MCC interpretation guide
| MCC range | Interpretation | Signal quality |
|---|---|---|
| 0.9 to 1.0 | Outstanding | Excellent |
| 0.7 to 0.9 | Strong | Very good |
| 0.5 to 0.7 | Moderate | Good |
| 0.3 to 0.5 | Weak | Fair |
| 0.0 to 0.3 | Very weak / random | Poor |
| -1.0 to 0.0 | Negative / inverse | Flip labels |
Widely used qualitative thresholds for the Matthews Correlation Coefficient. These are practical guidelines, not hard cutoffs.
Frequently asked questions
What does an MCC of 0 mean?
An MCC of exactly 0 means the classifier is providing no useful information above chance. Its predictions are statistically unrelated to the actual labels. This can happen when the classifier always predicts the same class, or when the errors and correct predictions happen to cancel out in the formula. Importantly, 0 does not necessarily mean 50% accuracy: on an imbalanced dataset, a classifier with 95% accuracy can still have an MCC near 0 if it never correctly identifies the minority class.
Can MCC be negative, and what does that mean?
Yes. A negative MCC means the classifier is doing worse than random guessing: it is predicting the wrong class more often than the right one. The extreme case is MCC = -1, which means every single prediction is incorrect. In practice, a negative MCC on a real model usually signals a labeling error (for example, the positive and negative classes are swapped in the training data), a threshold misconfiguration, or a fundamentally broken feature set.
Is MCC better than F1 score?
For most real-world binary classification tasks, especially those with class imbalance, MCC is considered more informative than F1 score. F1 ignores true negatives entirely, which can make a classifier appear strong even when it fails on the negative class. MCC uses all four confusion-matrix cells and is symmetric: it does not privilege either class over the other. Several peer-reviewed papers, including work published in BMC Genomics, recommend MCC as the standard summary metric for binary classification.
What happens when the denominator is zero?
The denominator of the MCC formula is zero whenever any of the four bracket products is zero: specifically when TP + FP = 0 (no positive predictions), TP + FN = 0 (no actual positives), TN + FP = 0 (no actual negatives), or TN + FN = 0 (no negative predictions). By convention, MCC is defined as 0 in this degenerate case. This calculator handles that gracefully and returns 0 rather than an error.
What is a good MCC value?
There are no universally fixed thresholds, but common practical guidelines treat MCC above 0.7 as strong, 0.5 to 0.7 as moderate, 0.3 to 0.5 as weak, and below 0.3 as approaching random. The scale depends heavily on the domain: a medical diagnostic model may require MCC above 0.9, while an early-stage NLP prototype might still be useful at 0.4. Always compare MCC to a baseline (such as always predicting the majority class) rather than treating any single threshold as universally meaningful.

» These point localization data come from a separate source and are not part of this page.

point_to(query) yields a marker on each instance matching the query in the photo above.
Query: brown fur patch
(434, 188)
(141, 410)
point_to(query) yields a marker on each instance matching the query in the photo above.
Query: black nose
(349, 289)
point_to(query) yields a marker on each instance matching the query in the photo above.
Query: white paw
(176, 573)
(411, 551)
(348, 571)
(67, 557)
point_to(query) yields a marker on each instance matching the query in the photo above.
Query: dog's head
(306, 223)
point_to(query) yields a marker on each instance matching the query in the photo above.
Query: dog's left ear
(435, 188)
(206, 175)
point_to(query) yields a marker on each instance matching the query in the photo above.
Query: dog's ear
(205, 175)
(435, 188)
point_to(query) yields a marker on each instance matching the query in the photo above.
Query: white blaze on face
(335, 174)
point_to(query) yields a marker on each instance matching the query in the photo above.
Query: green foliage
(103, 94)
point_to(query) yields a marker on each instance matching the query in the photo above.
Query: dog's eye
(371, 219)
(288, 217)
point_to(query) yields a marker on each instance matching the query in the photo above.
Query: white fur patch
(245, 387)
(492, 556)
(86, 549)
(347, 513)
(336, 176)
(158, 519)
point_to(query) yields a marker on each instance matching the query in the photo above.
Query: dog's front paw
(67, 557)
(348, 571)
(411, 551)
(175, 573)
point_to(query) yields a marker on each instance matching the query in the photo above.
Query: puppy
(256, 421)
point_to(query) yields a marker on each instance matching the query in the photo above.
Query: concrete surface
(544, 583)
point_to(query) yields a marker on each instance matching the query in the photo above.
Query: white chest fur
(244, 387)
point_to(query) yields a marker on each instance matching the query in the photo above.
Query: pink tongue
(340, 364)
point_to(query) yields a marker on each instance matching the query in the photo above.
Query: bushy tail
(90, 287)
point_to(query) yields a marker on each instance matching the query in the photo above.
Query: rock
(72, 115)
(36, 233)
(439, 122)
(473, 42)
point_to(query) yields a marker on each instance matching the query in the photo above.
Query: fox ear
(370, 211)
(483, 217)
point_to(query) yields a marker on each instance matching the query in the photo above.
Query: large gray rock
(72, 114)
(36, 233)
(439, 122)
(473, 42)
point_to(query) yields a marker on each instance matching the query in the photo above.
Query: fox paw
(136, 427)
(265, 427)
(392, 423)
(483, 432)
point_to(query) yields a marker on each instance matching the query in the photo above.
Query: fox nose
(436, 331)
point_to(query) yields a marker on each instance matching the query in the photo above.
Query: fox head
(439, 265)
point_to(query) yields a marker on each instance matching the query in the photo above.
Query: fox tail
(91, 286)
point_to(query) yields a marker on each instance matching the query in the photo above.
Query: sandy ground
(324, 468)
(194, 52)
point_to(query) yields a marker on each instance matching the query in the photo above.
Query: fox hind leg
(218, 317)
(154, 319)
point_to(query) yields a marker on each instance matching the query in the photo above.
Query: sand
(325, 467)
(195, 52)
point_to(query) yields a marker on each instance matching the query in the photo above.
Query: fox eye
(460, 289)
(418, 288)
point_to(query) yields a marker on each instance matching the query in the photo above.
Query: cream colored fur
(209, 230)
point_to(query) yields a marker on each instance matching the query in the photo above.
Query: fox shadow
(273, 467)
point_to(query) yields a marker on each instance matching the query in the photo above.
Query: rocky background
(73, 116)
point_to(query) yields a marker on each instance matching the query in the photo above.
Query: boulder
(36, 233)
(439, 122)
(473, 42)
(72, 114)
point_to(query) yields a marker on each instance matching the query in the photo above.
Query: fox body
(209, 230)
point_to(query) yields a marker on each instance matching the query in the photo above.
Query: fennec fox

How is the phi coefficient related to MCC?
They are the same formula. The phi coefficient (also written as the Phi coefficient or mean square contingency coefficient) is the standard statistical measure of association between two binary variables. When one binary variable is the actual class and the other is the predicted class, the phi coefficient is exactly the Matthews Correlation Coefficient. MCC is simply the name used in machine learning and bioinformatics contexts.
Sources
- Chicco D, Jurman G. The advantages of the Matthews correlation coefficient (MCC) over F1 score and accuracy in binary classification evaluation. BMC Genomics, 2020.
- Chicco D, Warrens MJ, Jurman G. The Matthews correlation coefficient (MCC) is more reliable than balanced accuracy, bookmaker informedness, and markedness. BioData Mining, 2021.